26.9.03

Now that no weapons have been found in Iraq, it is getting pretty hip to distance oneself from the Iraqi war. Likewise, it seems the White House’s defense of war is to remind critics of the global consensus concerning Saddam's possession of WMD’s. Bush, Cheney, Rice, and Rumsfield need to be reminded, I think, why we opposed the war.

We did not oppose the war against the nation of Iraq because it did not pose a threat the rest of the world.

We opposed the war on three counts: the imminence of the threat, the preemptive doctrine, and the who-needs-friends approach.

It is difficult to imagine how an aging despot, handicapped from the first Gulf War, hamstrung with sanctions and surveillance, could sustain a threat to anyone. Even if Saddam tried to attain WMD's, which there is no evidence that he did, how would he go about building a deployment system sufficient to attack his enemies without triggering the ire of those who watch him for a living.

Before going to war, Bush succeeded in getting inspectors back in the country, succeeded in getting Saddam to agree to Drone fly-overs, succeeded in getting Saddam to destroy his most powerful missiles, and succeeded in allowing Iraqi scientists to meet privately with inspectors.

Now, please, tell how is this man posing a threat to anyone? I don't care if he packs his WMD's in the trunks of small cars and drives them around the country averting detection (as the administration asserted in the lead up to the war). The simple truth is there is no way that Saddam, given the bubble in which he was forced to live, was anything more than a paper tiger. The average American had more chance of dying from a bad taco, than Saddam's hand.

As for the preemptive doctrine, if one studied this situation in a vacuum one might conclude that utilitarian ethics justified a war in which 10,000 innocent Iraqi civilians were slaughtered (William Bennett’s estimate). However, one does not have the luxury of dealing with the situation in a vacuum.

To think we could break the centuries old rules for what constitutes a morally justifiable war without lowering the hurdle other sovereign countries much clear before launching similar attacks on others is nonsense. Every precedent breeds. For every action, let's say it together, there is a reaction. We traded the high road for God's know what.

Deciding to go attack Iraq on the advice of his Neocon hunting buddies, Bush didn’t feel the need to garner an international consensus. It was not until Bush received pressure from Colin Powell and, indirectly, Tony Blair's constituents did he began paying lip service to the UN.

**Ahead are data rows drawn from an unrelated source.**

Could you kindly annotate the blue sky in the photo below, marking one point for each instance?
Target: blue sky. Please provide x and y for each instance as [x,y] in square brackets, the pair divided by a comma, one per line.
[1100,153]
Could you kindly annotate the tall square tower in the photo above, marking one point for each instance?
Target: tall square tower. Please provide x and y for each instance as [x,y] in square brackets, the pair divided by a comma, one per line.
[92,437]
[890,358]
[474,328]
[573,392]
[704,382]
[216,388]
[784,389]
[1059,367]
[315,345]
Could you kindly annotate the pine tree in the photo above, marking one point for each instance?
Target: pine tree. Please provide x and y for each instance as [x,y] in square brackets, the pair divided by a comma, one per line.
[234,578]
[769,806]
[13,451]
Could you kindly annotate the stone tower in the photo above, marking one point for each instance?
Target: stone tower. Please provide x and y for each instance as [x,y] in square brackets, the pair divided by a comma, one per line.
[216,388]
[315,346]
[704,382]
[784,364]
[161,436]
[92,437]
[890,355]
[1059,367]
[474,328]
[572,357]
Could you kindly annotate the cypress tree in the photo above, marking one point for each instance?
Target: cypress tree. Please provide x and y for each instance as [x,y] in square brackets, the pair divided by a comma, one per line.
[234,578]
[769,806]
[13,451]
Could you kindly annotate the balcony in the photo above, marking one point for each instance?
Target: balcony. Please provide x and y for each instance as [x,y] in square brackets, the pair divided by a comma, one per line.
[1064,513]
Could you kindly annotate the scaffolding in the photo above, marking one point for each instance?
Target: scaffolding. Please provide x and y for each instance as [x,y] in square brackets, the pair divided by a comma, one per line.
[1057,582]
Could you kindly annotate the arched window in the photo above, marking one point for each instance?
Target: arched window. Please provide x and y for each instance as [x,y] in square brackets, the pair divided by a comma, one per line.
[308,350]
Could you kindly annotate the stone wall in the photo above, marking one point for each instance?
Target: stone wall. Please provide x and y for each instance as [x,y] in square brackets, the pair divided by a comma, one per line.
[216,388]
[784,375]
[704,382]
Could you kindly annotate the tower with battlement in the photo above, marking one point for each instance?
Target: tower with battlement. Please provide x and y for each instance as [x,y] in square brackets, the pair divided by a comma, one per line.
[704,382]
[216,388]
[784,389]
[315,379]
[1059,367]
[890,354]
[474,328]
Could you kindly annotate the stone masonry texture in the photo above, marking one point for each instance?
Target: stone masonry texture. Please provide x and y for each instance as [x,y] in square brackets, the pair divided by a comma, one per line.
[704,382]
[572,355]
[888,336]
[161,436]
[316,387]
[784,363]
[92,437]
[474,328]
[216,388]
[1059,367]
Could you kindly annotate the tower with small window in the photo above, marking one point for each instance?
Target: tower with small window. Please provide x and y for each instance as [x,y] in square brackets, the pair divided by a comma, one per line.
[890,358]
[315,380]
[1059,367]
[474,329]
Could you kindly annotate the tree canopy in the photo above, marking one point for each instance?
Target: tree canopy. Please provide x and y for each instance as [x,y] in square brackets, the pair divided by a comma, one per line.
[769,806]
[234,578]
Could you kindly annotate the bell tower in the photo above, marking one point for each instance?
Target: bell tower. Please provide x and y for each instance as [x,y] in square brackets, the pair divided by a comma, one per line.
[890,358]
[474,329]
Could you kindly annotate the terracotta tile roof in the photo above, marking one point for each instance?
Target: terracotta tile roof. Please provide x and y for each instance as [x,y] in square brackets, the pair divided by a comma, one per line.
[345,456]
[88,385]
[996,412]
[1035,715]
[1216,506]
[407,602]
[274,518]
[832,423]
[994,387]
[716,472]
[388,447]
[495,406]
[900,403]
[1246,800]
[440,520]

I am not going to spend the time outlaying how Bush has systematically given the cold shoulder to our traditional allies for the simple fact that Bush’s proponents should not argue against this. His published foreign policy calls for a de-emphasis on international organizations, such as NATO and the UN, in lieu of ad hoc coalitions. Those not quick to sign on to these coalitions are publicly slighted, even longtime allies such as Turkey.

I, for one, do not see the point of abandoning the UN just because it couldn’t “break up a cookie fight at a Brownie meeting." The UN has always been a bit of a toothless watchdog, but yet for the past 50 years they have served the purpose of giving moral cover to most our policies.

Before Bush came along it was a rare occasion for America to not get its way at the UN. So much so, that had the blue helmets invaded Baghdad themselves, most of the world would have seen it as a thinly veiled American invasion.

I just don’t see the rationale in demeaning, and thereby weakening, UN and NATO, when they serve our national interest 95% percent of the time. By some estimates America, received so much economic support for the first Gulf War from UN members that America actually made a bit a profit (other estimates put our cost at seven of the war’s $92 billion price tag).

We did not say going to war was wrong because Saddam was no threat. Finding weapons tomorrow in Iraq, which is possible if not probable, does not justify the war. However, their allusiveness underscores the reason against the war: the threat was not so imminent as to justify a preemptive, unilateral invasion.